Cancer-associated fibroblasts promote oral squamous cell carcinoma progression by targeting ATP7A via exosome-mediated paracrine miR-148b-3p.

Cuproptosis is a newly discovered form of non-apoptotic cell death. Cancer-associated fibroblasts (CAFs) can secrete various bioactive substances, including exosomes, to promote tumor progression. However, the impact of CAFs on the regulation of copper metabolism and cuproptosis in oral squamous cell carcinomas (OSCC) has not been investigated. In the present study, we revealed that up-regulated expression of ATP7A was correlated with reduced copper abundance, advanced clinicopathological characteristics and poor prognosis in OSCC. The knockdown of ATP7A significantly increased cuproptosis and inhibited malignant progression in vitro, as well as decreased tumor growth and metastasis in vivo.

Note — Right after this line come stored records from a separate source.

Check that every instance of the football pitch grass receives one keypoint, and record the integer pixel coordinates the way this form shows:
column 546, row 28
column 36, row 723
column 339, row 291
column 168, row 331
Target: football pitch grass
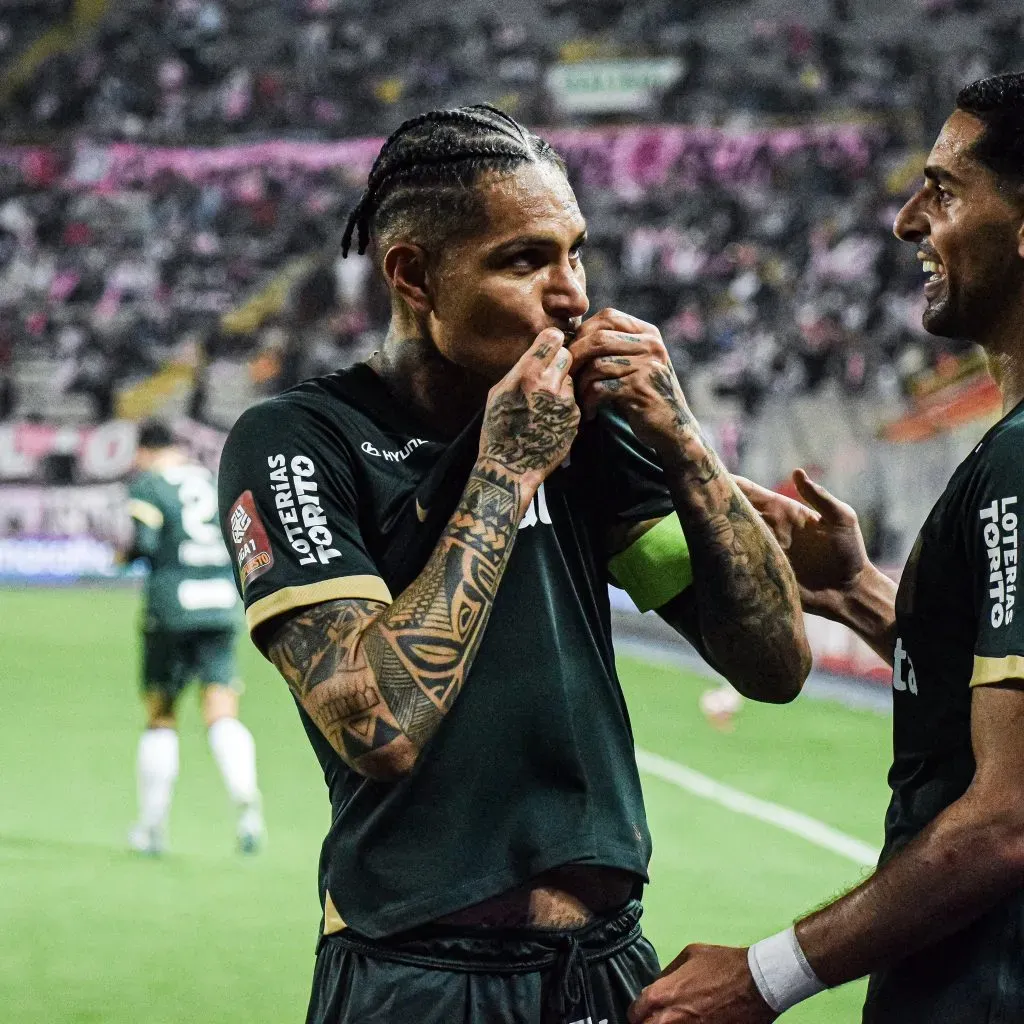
column 92, row 934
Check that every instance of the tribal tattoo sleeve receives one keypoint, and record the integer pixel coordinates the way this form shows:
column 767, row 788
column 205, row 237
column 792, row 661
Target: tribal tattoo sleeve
column 378, row 679
column 747, row 595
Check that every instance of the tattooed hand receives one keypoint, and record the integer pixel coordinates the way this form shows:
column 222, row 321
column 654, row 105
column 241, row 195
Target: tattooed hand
column 743, row 588
column 621, row 359
column 531, row 416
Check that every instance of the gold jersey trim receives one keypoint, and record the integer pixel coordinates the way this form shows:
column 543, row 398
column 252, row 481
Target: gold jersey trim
column 333, row 922
column 368, row 588
column 146, row 514
column 996, row 670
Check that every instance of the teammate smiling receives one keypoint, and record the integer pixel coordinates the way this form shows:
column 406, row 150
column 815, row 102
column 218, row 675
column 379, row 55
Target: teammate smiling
column 940, row 925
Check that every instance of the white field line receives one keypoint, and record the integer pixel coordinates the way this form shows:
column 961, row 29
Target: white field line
column 782, row 817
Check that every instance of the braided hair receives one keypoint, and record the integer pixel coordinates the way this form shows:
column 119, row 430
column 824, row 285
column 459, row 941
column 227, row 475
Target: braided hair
column 998, row 103
column 422, row 180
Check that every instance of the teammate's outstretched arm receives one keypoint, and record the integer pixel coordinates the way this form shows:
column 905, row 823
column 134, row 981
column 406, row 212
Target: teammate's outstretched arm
column 962, row 864
column 747, row 599
column 823, row 543
column 379, row 678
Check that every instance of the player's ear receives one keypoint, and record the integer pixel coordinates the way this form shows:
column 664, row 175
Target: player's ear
column 406, row 270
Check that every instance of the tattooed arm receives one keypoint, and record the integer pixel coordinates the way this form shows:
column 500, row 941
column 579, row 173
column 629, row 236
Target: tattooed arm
column 379, row 679
column 745, row 596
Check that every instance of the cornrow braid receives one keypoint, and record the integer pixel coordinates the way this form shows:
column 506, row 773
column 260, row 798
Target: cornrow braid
column 422, row 180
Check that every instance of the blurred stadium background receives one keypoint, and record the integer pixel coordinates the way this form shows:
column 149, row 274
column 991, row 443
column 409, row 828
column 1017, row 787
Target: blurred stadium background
column 173, row 178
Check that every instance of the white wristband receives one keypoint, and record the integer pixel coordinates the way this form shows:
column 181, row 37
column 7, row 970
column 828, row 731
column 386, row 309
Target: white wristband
column 780, row 971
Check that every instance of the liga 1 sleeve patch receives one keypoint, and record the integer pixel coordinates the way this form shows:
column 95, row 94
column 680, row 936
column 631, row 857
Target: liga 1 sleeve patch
column 253, row 553
column 656, row 566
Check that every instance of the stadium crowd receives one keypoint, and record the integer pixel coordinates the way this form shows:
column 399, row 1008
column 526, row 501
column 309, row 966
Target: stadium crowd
column 776, row 278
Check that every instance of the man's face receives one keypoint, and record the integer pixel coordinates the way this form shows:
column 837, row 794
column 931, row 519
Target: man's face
column 493, row 293
column 967, row 232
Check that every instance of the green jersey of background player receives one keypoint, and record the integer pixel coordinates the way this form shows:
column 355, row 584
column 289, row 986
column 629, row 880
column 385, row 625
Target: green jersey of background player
column 939, row 927
column 424, row 544
column 188, row 628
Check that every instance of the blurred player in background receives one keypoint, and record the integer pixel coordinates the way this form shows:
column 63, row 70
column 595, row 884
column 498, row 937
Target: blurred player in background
column 424, row 543
column 940, row 926
column 189, row 624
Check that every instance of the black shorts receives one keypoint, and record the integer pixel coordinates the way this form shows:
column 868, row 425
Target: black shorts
column 975, row 976
column 446, row 975
column 172, row 660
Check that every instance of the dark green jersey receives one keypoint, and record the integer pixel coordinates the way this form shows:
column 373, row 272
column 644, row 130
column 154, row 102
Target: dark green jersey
column 958, row 626
column 333, row 489
column 189, row 587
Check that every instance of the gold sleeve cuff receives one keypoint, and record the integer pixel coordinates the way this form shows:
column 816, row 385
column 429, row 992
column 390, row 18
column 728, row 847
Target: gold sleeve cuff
column 365, row 588
column 996, row 670
column 146, row 514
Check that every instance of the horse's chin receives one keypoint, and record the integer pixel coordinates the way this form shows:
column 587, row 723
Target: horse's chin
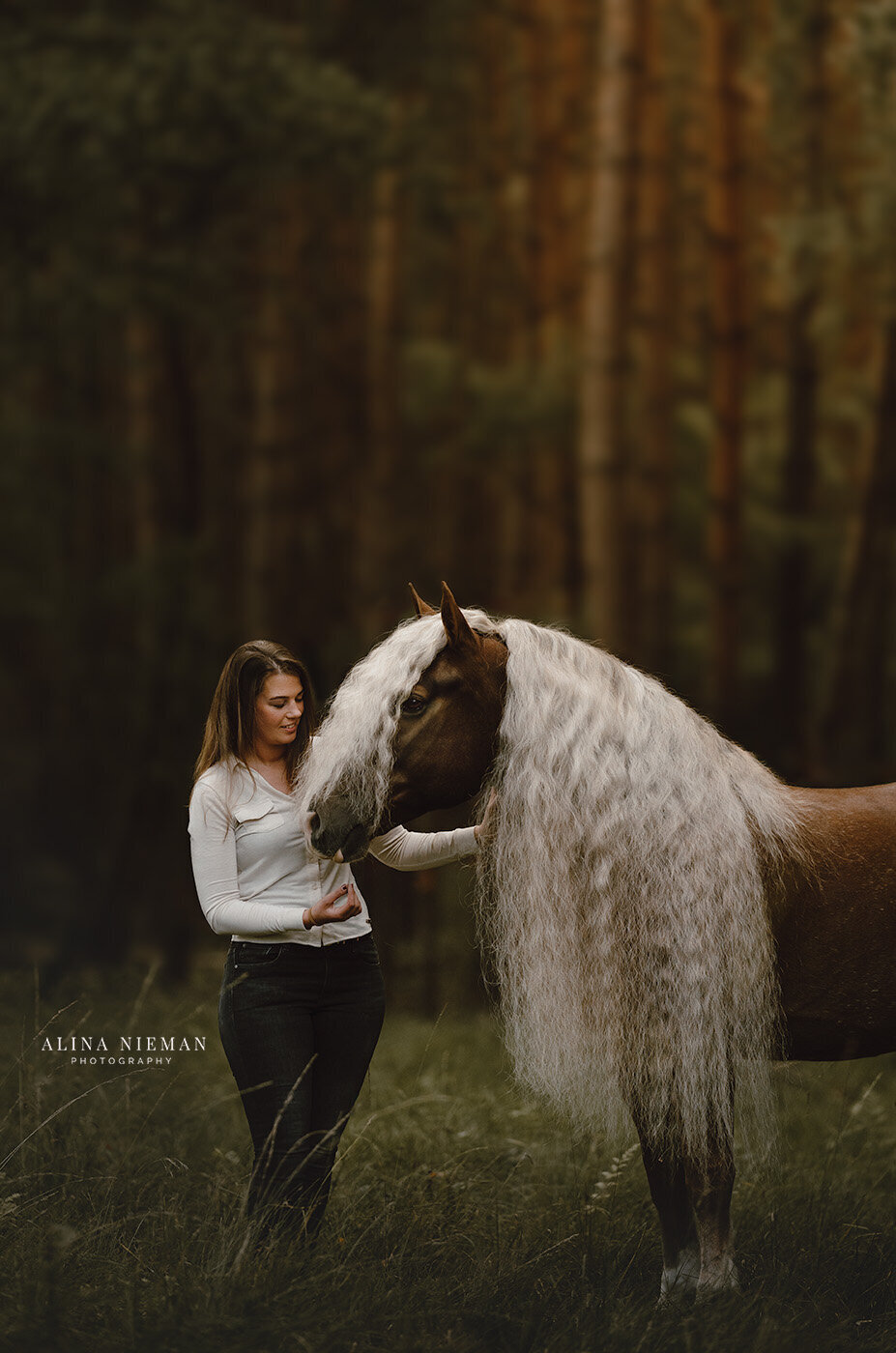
column 355, row 846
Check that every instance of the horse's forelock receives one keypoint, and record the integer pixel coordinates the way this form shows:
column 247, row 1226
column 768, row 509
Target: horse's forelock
column 352, row 753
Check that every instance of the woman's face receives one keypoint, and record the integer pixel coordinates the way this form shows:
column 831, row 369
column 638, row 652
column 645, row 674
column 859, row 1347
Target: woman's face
column 277, row 710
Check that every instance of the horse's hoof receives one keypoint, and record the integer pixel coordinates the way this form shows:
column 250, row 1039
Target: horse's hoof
column 679, row 1281
column 724, row 1282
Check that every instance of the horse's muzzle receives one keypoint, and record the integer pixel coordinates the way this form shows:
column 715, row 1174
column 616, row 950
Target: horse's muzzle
column 337, row 835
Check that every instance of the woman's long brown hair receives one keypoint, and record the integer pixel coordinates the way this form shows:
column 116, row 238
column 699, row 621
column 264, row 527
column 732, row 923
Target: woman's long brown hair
column 230, row 724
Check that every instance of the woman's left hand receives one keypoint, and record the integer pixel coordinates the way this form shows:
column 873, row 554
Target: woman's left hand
column 485, row 829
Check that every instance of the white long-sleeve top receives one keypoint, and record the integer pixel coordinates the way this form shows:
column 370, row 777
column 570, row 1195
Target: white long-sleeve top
column 252, row 869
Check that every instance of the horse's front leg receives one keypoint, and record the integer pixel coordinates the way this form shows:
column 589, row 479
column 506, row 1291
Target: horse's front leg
column 681, row 1252
column 709, row 1190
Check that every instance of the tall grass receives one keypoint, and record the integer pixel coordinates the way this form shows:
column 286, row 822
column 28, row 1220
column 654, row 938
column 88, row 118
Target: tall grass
column 465, row 1217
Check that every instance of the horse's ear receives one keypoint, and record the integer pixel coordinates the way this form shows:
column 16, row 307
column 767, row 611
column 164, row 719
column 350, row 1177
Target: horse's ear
column 422, row 608
column 455, row 621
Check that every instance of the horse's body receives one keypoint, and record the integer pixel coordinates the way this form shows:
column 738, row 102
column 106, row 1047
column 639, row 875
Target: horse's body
column 665, row 913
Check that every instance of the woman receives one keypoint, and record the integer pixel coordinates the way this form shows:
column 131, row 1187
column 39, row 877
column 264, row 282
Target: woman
column 302, row 993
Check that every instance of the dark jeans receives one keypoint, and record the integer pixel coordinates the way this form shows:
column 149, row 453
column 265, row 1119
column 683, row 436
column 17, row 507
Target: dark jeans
column 300, row 1024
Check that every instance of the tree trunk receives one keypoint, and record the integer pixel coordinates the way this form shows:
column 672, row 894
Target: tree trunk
column 655, row 315
column 381, row 517
column 729, row 347
column 792, row 694
column 601, row 462
column 855, row 706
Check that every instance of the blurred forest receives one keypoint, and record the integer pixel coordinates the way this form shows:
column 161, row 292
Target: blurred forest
column 588, row 306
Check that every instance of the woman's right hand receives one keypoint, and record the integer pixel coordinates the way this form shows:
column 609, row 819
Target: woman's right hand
column 335, row 907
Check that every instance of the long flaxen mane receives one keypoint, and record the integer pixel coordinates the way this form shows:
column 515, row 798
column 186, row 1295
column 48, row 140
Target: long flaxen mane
column 624, row 892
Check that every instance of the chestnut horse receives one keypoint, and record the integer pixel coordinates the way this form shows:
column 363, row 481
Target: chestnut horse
column 666, row 915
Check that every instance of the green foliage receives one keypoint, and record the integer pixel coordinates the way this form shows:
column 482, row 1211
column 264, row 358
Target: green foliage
column 463, row 1218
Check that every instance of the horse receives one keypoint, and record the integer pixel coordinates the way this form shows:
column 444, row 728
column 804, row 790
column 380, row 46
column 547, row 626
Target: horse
column 666, row 915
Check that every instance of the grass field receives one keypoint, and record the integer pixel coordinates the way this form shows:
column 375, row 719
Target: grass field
column 465, row 1215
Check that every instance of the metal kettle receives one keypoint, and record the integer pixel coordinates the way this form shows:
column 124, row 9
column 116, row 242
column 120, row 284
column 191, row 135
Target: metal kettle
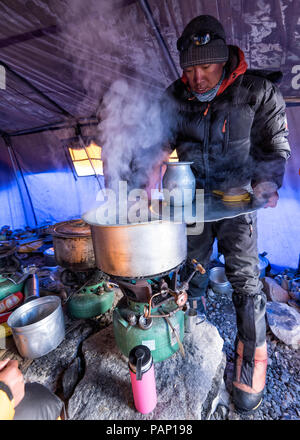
column 179, row 183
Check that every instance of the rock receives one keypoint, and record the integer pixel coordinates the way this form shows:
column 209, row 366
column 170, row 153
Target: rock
column 273, row 291
column 71, row 377
column 186, row 386
column 284, row 322
column 47, row 369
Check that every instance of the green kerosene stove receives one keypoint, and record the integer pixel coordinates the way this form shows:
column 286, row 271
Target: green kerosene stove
column 151, row 313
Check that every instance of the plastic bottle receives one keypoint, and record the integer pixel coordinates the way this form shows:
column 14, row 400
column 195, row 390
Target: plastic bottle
column 142, row 379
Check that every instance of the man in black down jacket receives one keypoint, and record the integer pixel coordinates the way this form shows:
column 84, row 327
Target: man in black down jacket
column 231, row 123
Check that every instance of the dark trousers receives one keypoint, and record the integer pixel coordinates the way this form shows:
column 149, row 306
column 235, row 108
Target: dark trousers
column 237, row 241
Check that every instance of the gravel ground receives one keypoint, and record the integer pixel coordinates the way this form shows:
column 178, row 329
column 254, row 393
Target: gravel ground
column 282, row 393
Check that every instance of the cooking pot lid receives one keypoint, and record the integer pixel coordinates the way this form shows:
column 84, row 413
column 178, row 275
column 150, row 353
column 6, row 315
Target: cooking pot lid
column 72, row 228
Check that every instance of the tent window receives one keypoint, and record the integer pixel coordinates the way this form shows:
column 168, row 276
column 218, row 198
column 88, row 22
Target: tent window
column 87, row 162
column 173, row 157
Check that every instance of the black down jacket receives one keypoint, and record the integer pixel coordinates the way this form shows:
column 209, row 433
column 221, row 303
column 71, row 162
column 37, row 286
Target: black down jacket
column 240, row 136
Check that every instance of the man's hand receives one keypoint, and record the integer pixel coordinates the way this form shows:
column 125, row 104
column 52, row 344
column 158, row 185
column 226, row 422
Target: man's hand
column 266, row 192
column 13, row 378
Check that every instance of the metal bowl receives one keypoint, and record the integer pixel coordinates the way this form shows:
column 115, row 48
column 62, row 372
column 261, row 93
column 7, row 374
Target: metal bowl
column 38, row 326
column 218, row 280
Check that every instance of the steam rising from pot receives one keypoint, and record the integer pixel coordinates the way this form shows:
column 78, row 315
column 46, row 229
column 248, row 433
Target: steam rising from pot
column 132, row 132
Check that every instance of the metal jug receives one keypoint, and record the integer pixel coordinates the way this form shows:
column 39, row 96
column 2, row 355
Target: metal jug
column 179, row 183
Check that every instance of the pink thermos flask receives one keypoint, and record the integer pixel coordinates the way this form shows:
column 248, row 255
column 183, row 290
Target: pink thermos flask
column 142, row 379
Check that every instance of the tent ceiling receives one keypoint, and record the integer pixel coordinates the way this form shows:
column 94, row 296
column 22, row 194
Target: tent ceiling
column 70, row 51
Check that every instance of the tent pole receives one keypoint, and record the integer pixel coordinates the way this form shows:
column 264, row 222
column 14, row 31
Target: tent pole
column 148, row 13
column 14, row 159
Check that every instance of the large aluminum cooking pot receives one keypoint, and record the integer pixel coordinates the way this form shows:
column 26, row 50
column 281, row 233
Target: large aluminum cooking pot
column 73, row 246
column 38, row 326
column 137, row 249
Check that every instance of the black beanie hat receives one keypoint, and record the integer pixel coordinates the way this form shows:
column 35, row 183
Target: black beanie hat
column 215, row 51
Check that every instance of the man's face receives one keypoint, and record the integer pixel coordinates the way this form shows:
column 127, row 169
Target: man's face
column 204, row 77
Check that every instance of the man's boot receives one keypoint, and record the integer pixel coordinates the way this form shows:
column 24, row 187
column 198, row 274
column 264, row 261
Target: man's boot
column 247, row 398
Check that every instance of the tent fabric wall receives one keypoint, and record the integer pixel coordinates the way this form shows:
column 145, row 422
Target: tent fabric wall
column 12, row 211
column 56, row 193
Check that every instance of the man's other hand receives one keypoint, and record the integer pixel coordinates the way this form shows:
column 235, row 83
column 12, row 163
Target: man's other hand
column 266, row 192
column 13, row 378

Furthermore, co-culture assays and dual-luciferase reporter demonstrated that upregulated expression of ATP7A in OSCC was due to a reduction of miR-148b-3p in CAF-derived exosomes. The downregulation of miR-148b-3p was observed to significantly elevate ATP7A expression, inhibit cuproptosis and increase malignant progression in vitro. Additionally, in vivo studies demonstrated that this process promoted tumor growth and metastasis. OSCC exhibit a low level of cuproptosis due to the uptake of miR-148b-3p-depleted exosomes from CAFs, leading to a more malignant phenotype in the tumor microenvironment by targeting ATP7A. The results of our experiments suggest that targeting the miR-148b-3p/ATP7A axis might be a promising therapeutic approach for the treatment of oral cancer.